Port de Marseille : la CGT creuse sa tombe
05/04/2007 - Jacques Marseille - © Le Point
Dans moins de trois mois se dérouleront dans le port de Valence les premières régates de la prestigieuse Coupe de l'America, une Coupe pour la première fois organisée dans une ville européenne. En juin 2003, quand une délégation helvétique était venue à Marseille pour apprécier le « potentiel » de la ville, une grève des éboueurs lui avait offert le spectacle de rues envahies par les ordures et par les cafards. Battus par le port espagnol, les Marseillais avaient alors invoqué le poids de l'argent et le lobbying du roi d'Espagne !
Une culture dont le conflit qui a bloqué le port autonome de Marseille pendant dix-huit jours a révélé une nouvelle fois les pesanteurs. Comme souvent à Marseille, la grève est ici préventive. Il s'agissait, pour les dockers de la CGT, de revendiquer la responsabilité du chargement et du déchargement du futur terminal méthanier que Gaz de France doit ouvrir, au printemps 2008, à Fos-Cavaou, à une quarantaine de kilomètres de Marseille. Au nom du « service public », alibi de tous les conservatismes, la centrale syndicale prétendait ainsi s'opposer à une menace de privatisation exigée par la seule « rentabilité financière ». Un discours convenu qui ne résiste pas à l'examen et qui masque la vraie raison de cette grève : mettre la main sur une opération qui représente un millier d'heures de travail par an, soit un peu moins que l'équivalent d'un temps plein !

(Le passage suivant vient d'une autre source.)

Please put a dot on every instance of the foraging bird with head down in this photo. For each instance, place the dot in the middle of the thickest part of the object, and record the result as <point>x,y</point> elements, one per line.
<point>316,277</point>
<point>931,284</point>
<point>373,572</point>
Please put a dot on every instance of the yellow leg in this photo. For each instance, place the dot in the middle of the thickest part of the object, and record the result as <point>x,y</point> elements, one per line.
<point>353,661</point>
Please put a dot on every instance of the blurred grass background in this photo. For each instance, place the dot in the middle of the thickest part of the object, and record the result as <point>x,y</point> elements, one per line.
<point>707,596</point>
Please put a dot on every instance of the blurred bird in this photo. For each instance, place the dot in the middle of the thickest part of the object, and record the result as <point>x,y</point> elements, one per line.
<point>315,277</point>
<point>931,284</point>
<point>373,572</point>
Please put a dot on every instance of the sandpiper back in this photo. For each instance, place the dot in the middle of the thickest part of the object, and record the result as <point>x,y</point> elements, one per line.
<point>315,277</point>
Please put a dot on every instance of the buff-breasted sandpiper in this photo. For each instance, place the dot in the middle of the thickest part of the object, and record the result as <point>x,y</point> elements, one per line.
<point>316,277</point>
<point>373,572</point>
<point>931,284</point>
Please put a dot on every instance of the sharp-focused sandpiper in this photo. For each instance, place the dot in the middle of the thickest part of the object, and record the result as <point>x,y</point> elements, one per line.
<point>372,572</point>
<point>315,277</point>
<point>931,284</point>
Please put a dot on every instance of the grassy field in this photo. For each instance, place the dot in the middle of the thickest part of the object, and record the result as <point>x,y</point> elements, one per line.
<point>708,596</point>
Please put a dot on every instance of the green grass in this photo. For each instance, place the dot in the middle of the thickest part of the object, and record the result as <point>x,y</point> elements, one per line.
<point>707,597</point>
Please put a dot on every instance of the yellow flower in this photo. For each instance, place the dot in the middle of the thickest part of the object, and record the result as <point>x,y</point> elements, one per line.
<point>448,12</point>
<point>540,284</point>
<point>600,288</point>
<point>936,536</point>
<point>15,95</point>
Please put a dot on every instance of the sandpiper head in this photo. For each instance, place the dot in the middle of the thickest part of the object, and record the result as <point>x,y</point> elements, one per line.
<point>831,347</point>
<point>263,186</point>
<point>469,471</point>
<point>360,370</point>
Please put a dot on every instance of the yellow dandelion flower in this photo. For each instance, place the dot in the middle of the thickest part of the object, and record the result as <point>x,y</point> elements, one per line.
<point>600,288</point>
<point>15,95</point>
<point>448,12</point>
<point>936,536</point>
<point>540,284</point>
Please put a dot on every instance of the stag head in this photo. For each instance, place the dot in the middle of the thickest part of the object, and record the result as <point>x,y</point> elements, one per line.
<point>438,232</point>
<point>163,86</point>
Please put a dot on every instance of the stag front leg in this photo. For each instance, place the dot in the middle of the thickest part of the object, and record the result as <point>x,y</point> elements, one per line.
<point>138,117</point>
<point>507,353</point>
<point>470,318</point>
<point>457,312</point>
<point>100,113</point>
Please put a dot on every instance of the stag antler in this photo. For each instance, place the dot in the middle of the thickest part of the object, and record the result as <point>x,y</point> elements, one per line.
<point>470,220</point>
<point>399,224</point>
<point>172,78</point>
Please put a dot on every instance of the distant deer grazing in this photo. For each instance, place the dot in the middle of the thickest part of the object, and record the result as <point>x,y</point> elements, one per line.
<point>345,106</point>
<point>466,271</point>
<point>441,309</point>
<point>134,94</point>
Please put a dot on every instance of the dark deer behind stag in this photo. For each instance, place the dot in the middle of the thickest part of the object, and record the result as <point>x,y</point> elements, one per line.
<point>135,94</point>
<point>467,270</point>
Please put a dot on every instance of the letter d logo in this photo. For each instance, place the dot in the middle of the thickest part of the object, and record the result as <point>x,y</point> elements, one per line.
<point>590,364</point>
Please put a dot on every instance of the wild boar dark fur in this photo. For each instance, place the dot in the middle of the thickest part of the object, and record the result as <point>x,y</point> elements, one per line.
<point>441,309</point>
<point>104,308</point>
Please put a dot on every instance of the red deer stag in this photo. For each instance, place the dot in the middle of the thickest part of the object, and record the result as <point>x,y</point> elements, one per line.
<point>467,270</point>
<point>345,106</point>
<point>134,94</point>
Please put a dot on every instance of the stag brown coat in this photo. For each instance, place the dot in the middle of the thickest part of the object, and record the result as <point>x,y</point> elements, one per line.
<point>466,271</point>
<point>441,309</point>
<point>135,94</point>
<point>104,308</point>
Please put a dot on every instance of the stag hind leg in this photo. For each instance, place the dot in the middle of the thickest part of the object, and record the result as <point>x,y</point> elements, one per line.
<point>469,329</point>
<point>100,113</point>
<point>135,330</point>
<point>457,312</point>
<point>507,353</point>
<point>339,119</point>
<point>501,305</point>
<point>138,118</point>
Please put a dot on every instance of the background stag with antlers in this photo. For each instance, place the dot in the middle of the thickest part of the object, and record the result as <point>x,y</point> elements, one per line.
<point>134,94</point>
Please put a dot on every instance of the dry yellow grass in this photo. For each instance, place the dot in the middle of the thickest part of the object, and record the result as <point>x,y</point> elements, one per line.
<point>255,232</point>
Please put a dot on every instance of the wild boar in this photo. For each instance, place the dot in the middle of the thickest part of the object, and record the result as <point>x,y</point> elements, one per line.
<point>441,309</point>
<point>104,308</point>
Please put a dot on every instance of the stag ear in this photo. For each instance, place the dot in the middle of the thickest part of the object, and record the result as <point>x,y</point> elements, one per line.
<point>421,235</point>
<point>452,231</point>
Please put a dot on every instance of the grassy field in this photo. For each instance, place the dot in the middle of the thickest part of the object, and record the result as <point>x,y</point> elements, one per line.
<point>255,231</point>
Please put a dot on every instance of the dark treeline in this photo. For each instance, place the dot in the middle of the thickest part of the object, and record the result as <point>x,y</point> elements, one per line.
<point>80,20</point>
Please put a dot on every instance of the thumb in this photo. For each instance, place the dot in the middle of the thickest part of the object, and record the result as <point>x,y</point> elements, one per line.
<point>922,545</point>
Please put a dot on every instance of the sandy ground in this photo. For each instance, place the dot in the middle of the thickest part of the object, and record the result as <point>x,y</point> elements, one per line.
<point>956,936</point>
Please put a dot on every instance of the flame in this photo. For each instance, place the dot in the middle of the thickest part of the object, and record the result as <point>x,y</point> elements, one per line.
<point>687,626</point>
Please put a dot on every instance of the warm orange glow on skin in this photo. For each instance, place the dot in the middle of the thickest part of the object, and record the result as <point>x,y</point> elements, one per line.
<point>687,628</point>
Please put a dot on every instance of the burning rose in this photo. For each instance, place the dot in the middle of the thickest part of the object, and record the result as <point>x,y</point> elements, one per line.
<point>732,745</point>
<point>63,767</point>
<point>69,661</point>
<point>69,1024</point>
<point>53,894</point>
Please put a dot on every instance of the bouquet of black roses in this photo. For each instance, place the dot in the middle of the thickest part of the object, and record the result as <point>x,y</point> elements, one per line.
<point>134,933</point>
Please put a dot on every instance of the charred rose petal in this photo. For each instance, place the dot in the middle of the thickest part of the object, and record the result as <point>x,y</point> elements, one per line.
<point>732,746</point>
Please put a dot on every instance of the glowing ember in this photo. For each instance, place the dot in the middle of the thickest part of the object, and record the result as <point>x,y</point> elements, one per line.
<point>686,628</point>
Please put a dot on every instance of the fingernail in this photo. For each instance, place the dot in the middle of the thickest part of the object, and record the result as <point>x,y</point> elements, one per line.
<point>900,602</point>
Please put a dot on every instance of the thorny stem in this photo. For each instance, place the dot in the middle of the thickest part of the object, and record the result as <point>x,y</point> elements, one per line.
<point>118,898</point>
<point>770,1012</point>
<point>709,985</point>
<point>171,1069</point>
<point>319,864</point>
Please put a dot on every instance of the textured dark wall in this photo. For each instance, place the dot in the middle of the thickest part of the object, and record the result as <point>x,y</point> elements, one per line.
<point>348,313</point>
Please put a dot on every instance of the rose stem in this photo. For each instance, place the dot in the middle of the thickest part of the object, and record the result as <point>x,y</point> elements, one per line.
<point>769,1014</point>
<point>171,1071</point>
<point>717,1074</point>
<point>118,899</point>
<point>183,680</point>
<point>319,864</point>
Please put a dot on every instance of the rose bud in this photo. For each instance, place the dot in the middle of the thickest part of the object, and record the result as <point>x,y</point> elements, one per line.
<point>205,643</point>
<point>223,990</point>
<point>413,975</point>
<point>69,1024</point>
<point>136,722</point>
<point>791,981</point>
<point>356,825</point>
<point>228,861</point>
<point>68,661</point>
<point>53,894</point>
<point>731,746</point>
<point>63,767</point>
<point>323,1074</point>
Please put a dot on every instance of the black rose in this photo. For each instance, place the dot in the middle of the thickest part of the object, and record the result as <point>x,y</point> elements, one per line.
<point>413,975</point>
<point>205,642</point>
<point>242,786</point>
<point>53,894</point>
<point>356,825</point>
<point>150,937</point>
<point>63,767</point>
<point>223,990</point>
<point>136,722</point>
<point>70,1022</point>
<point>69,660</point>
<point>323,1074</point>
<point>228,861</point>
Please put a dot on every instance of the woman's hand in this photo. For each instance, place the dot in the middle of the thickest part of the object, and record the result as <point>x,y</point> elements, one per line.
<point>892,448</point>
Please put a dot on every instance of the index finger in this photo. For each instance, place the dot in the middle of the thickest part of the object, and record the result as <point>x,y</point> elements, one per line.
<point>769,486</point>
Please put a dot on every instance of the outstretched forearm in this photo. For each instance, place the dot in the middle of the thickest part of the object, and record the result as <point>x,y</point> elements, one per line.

Pour Gaz de France, il n'était pas question de transiger sur les questions de sécurité qu'exigent ces opérations effectuées par ses propres agents. Le gaz naturel liquéfié est déchargé à - 163° C et nécessite des procédures particulières de raccordement du navire et de déchargement vers les réservoirs du terminal. Un dispositif en application depuis quarante ans et qui a assuré plus de 7 000 déchargements sans incidents.
Au-delà de ce conflit qui a coûté 25 millions d'euros aux compagnies pétrolières, c'est bien l'avenir du port de Marseille qui est en jeu. Comme l'a analysé le remarquable rapport de la Cour des comptes de juillet 2006, « les ports français face aux mutations du transport maritime », ce statu quo incarné par la CGT est en total déphasage avec les profondes et rapides mutations intervenues au cours des dernières années dans l'environnement économique. Alors que l'essor du transport maritime et plus particulièrement l'explosion du trafic de conteneurs ont constitué de puissants moteurs de développement pour les principales places européennes, les ports français, et spécialement le port de Marseille, n'ont pas pleinement tiré parti de cette mondialisation positive. Alors que la France, cinquième puissance exportatrice mondiale, dispose d'atouts géographiques considérables, étant, par ses façades maritimes, l'une des principales portes d'entrée des marchandises transportées par les lignes régulières des grands armements maritimes, elle ne classe que deux ports parmi les cent premiers mondiaux, Le Havre au 36e rang et Marseille au 70e.
La faible compétitivité de Marseille est particulièrement illustrée par ses résultats en matière de trafics de conteneurs. Depuis le début des années 90, sa croissance n'est que de 2 % alors qu'elle atteint 49 % pour l'ensemble des ports de l'Europe du Sud. Marseille a ainsi perdu plus du tiers de sa part de marché, devancée par Algésiras, Valence, Barcelone, Gênes, Le Pirée ou La Spezia.
L'explication est simple : le coût de manutention à Marseille est supérieur d'environ un tiers à celui des autres ports méditerranéens. En l'absence d'un commandement unique sur les terminaux et à cause d'une organisation sociale archaïque, le nombre d'EVP (ou équivalent 20 pieds : unité de référence pour mesurer le transport des conteneurs, lesquels font conventionnellement 20 pieds de longueur, soit 6,058 mètres) manutentionnés à Fos est de 350 par an et mètre de quai, contre 600 à Valence et 1 300 à Anvers.
Surtout, la « fiabilité » sociale est pour le moins incertaine. Selon les données produites par l'« observatoire de la fiabilité » créé par le port autonome en 1999, près d'une escale sur cinq a été marquée par un incident entre 2000 et 2004. Après les conflits sociaux de l'automne 2005 qui ont paralysé les terminaux pendant quinze jours et mené la SNCM au quasi-dépôt de bilan, ceux du mois de mars risquent de décrédibiliser totalement le port auprès des armateurs.
Encore un effort et la CGT aura réussi un véritable exploit : réduire Marseille à son « vieux » port et faire de la cité phocéenne la vitrine du conservatisme français.